Baisse la tête t’auras l’air d’un coureur [bɛs la tɛt tɔʁa lɛʁ dɛ̃ kuʁœʁ]

Baisse la tête t'auras l'air d'un coureur

Fig. A. Coureurs tête haute.

[bɛs la tɛt tɔʁa lɛʁ dɛ̃ kuʁœʁ] (loc. verb. VÉLOCYP.)

Époque de labeur pour travailleurs et durs au mal, les années surannées n’aimaient pas les feignasses. En ces temps, pire encore que le musard avec les côtes en long, c’est le fourbe qui feint l’effort qui est honni.

À l’intention de son simulacre d’ahan ahanant, le travailleur syndiqué de Billancourt par ailleurs admirateur sans conditions des forçats de la route, a créé spontanément baisse la tête t’auras l’air d’un coureur.

Conseil de dupe donné à un simulateur au turbin, baisse la tête t’auras l’air d’un coureur est généralement crié sur le ton d’un vas-y Poupou avec juste ce qu’il faut d’enthousiasme surjoué pour que l’encouragé comprenne qu’il n’ira pas très loin et que son subterfuge est découvert.

En effet, l’expression est moqueuse.

Un conseil de maintien prodigué avec la locution verbale avoir l’air ne peut en être autrement. Imagine-t-on la baronne de Rothschild enseigner l’usage de la fourchette à escargots avec un avoir l’air aussi léger ?

Baisse la tête t’auras l’air d’un coureur

Être ou avoir l’air, telle est la question insidieusement posée par baisse la tête t’auras l’air d’un coureur.

Le cossard sait bien qu’il n’a pas l’air d’un coureur, et qu’il ne l’aura jamais, trop hostile à l’odeur de sueur qu’il est. Alors c’est de honte qu’il incline le chef vers le sol, cherchant dans la contemplation honteuse de ses pieds le salut de son âme geignarde.

Baisse la tête t’auras l’air d’un coureur en a mouché plus d’un de ces inefficaces volontaires, de ces experts en brassage d’air, de ces ramiers prenant les autres pour des pigeons.

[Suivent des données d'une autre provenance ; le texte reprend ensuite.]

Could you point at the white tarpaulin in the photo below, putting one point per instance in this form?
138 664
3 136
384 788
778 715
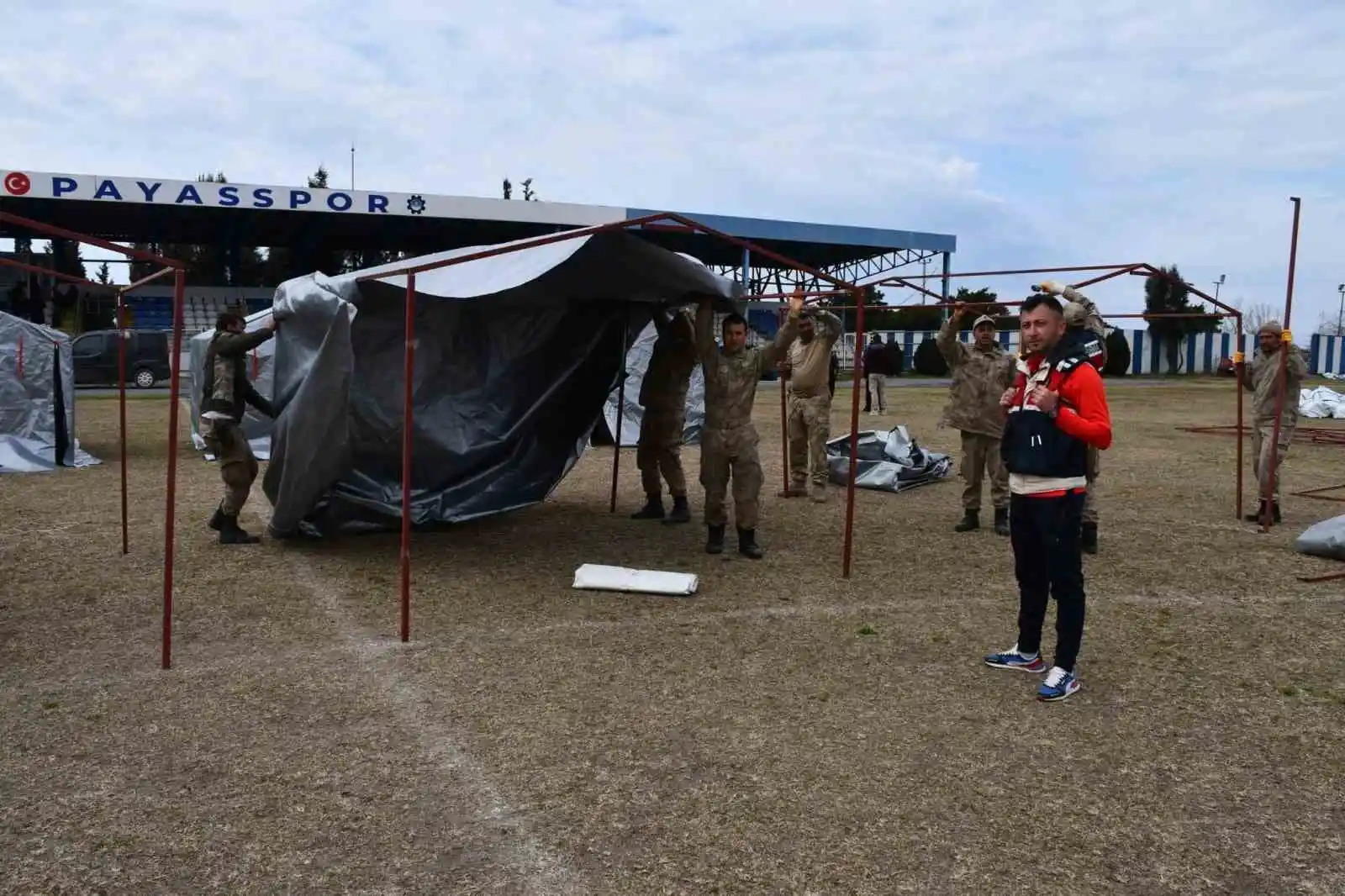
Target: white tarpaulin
1321 403
636 363
650 582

Baisse la tête t’auras l’air d’un coureur disparaît soudainement le 11 juillet 1998, lorsque l’affaire Festina qui révèle au monde naïf les pratiques de motivation par la chimie dans le milieu du cyclisme éclate. Devant l’ampleur du scandale, c’est le peloton tout entier qui baisse la tête, déshonoré aux yeux de ce public populaire qui l’acclamait encore trois jours plus tôt.

En refusant l’effort au naturel, les sombres sbires à roulettes ont rendue désuète une expression fantastique de gouaille et d’efficacité. Qu’ils soient maudits.

Nota bene : qu’ils soient aussi remerciés d’avoir créé « à l’insu de mon plein gré », savoureuse bien que pas encore surannée.